Given the massive shifts facing the future of the energy environment, it is important to evaluate the thinking around some of the key issues of the evolving scenario. In this talk Professor R. Vasant Kumar addressed some of these issues, considering aspects of energy storage, advanced battery structures, resources and environmental issues. Recycling and recovery of upgraded materials from spent batteries are crucial considerations towards net-zero strategies for the large-scale use of batteries. Several factors including future research trajectories with respect to low-carbon resources become matters of paramount interest. Understanding battery chemistry basics is critical to unlocking the issues of energy, power, costs, safety, resources, and sustainability.

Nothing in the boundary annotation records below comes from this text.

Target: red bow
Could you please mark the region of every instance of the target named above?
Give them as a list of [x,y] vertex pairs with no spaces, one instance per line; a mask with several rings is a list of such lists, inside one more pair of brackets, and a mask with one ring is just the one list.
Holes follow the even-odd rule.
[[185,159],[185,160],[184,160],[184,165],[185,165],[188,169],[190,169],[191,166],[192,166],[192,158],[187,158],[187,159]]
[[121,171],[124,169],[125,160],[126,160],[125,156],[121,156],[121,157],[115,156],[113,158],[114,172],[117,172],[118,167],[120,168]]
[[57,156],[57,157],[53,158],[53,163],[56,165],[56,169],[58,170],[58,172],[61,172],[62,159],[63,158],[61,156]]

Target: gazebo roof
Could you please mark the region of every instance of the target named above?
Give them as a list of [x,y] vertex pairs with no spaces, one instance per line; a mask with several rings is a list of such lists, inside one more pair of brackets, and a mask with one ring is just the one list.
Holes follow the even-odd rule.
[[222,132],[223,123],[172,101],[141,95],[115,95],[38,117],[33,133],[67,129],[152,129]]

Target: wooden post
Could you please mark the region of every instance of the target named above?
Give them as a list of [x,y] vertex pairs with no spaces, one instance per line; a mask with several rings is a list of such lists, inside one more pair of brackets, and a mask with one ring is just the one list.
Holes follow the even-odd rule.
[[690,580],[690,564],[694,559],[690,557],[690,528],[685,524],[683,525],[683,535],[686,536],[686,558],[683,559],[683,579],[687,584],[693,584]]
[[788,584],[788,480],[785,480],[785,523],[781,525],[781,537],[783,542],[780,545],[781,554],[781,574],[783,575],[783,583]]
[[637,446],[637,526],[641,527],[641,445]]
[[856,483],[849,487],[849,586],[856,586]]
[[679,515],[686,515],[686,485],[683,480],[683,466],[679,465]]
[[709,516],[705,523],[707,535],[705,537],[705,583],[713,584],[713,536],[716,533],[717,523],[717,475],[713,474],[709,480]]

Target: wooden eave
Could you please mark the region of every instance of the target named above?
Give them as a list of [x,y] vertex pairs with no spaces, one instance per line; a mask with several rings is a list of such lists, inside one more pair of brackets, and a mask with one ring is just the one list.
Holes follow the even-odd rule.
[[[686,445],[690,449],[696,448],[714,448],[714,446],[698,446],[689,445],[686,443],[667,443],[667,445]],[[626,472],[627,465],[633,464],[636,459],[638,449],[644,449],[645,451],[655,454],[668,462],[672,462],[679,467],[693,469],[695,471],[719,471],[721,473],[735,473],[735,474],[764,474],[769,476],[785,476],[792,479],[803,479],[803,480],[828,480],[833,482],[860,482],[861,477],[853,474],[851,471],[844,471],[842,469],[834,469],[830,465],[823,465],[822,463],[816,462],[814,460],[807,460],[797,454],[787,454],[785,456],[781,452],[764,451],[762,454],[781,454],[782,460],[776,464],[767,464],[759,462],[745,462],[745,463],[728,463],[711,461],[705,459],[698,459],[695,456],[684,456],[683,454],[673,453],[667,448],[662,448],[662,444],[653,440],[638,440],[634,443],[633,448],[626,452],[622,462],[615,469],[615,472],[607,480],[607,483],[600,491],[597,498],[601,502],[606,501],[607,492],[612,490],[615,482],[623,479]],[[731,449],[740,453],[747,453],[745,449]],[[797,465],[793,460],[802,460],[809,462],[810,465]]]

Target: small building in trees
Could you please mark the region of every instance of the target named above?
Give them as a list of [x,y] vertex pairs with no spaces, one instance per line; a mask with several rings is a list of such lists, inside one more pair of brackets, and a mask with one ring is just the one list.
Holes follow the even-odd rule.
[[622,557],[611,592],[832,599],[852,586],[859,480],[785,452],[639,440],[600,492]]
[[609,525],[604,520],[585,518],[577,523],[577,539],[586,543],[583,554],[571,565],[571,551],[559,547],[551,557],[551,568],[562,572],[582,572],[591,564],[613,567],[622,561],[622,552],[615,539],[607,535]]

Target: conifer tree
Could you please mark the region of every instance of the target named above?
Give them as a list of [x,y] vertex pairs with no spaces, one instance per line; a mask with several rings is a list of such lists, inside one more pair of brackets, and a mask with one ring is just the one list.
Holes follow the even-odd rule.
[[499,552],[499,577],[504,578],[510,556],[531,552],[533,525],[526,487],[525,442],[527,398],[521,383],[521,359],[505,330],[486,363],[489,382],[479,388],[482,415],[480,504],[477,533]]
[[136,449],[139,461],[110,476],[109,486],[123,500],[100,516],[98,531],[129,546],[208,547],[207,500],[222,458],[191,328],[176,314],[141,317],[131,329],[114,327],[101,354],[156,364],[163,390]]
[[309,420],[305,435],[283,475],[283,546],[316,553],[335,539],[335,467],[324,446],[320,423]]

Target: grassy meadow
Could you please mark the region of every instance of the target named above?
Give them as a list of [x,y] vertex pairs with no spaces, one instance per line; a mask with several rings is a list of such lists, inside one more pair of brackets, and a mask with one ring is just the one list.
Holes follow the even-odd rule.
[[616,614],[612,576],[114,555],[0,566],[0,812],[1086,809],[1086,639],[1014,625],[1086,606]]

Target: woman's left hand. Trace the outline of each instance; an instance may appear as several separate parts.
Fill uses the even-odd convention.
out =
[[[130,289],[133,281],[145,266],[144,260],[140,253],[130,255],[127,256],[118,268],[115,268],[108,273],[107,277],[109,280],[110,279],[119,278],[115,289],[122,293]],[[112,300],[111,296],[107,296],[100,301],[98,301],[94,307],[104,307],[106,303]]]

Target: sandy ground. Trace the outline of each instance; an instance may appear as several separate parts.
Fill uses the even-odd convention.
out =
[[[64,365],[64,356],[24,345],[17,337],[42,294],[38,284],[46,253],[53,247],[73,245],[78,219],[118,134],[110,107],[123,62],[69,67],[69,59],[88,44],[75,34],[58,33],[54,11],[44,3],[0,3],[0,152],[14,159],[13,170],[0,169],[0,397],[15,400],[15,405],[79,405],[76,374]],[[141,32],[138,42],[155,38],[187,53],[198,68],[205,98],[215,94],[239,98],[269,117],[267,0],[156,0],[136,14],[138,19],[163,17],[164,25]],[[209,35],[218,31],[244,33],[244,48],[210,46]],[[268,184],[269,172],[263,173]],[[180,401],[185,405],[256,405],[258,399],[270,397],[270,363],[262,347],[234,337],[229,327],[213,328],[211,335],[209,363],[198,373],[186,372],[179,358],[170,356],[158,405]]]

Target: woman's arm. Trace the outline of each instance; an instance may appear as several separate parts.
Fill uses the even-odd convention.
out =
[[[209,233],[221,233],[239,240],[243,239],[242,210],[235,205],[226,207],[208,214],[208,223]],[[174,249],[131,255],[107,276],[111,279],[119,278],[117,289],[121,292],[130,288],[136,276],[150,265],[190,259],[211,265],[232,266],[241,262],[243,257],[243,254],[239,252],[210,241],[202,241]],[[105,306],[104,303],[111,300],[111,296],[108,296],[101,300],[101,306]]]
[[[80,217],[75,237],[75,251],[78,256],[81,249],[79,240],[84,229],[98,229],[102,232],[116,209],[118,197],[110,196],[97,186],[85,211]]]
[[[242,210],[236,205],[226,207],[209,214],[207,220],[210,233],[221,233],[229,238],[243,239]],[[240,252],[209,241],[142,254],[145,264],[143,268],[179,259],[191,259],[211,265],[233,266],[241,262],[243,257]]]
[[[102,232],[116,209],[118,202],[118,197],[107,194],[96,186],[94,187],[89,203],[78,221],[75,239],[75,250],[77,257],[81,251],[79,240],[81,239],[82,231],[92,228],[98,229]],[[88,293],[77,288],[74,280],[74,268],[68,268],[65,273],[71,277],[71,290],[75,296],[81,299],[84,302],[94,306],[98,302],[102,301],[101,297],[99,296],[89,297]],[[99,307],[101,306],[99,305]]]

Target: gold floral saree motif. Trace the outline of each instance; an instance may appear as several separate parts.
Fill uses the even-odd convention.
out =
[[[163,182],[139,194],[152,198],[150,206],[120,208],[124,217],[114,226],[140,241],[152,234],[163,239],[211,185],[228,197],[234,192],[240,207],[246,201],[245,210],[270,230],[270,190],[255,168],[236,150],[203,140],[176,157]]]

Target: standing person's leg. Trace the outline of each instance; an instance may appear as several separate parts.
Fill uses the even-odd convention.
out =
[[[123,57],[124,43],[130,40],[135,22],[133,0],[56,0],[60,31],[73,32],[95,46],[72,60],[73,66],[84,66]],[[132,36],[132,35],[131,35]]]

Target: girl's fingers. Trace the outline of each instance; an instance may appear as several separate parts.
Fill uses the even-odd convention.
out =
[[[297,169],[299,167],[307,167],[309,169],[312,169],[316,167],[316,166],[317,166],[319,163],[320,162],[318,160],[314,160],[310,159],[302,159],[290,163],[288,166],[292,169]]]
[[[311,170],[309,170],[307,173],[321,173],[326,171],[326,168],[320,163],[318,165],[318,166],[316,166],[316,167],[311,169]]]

R Vasant Kumar is a Professor of Materials Chemistry at the University of Cambridge and the head of Materials Chemistry Group. He is a Fellow of the Institute of Energy and the Institute of Materials, Mining and Metallurgy (IOM3), and has published over 370 papers, 20 patents, 12 book chapters and one book. He is an honorary/guest Professor in five overseas universities, and has received an Honorary Engineering Degree from the University of Malaysia (2011), the Kroll Medal from IOM3, and the Armourers & Brasiers Enterprise Award. He has been the Editor-in-Chief of the journal, “Mineral Processing & Extractive Metallurgy” since 2004, and sits on the Advisory Board of TECHMET Ltd and the Korea National Lithium Research Centre.

His research has led to licenses and industrial practices and he has founded four start-up companies to commercialise these efforts. Currently, Professor Kumar’s research group is working on several research projects underpinned by harnessing of chemical reactions in a variety of applications that range from energy devices such as batteries and fuel cells to environmental research in mineral carbonation, sensors, sustainability and recycling of materials and photocatalytic reactions.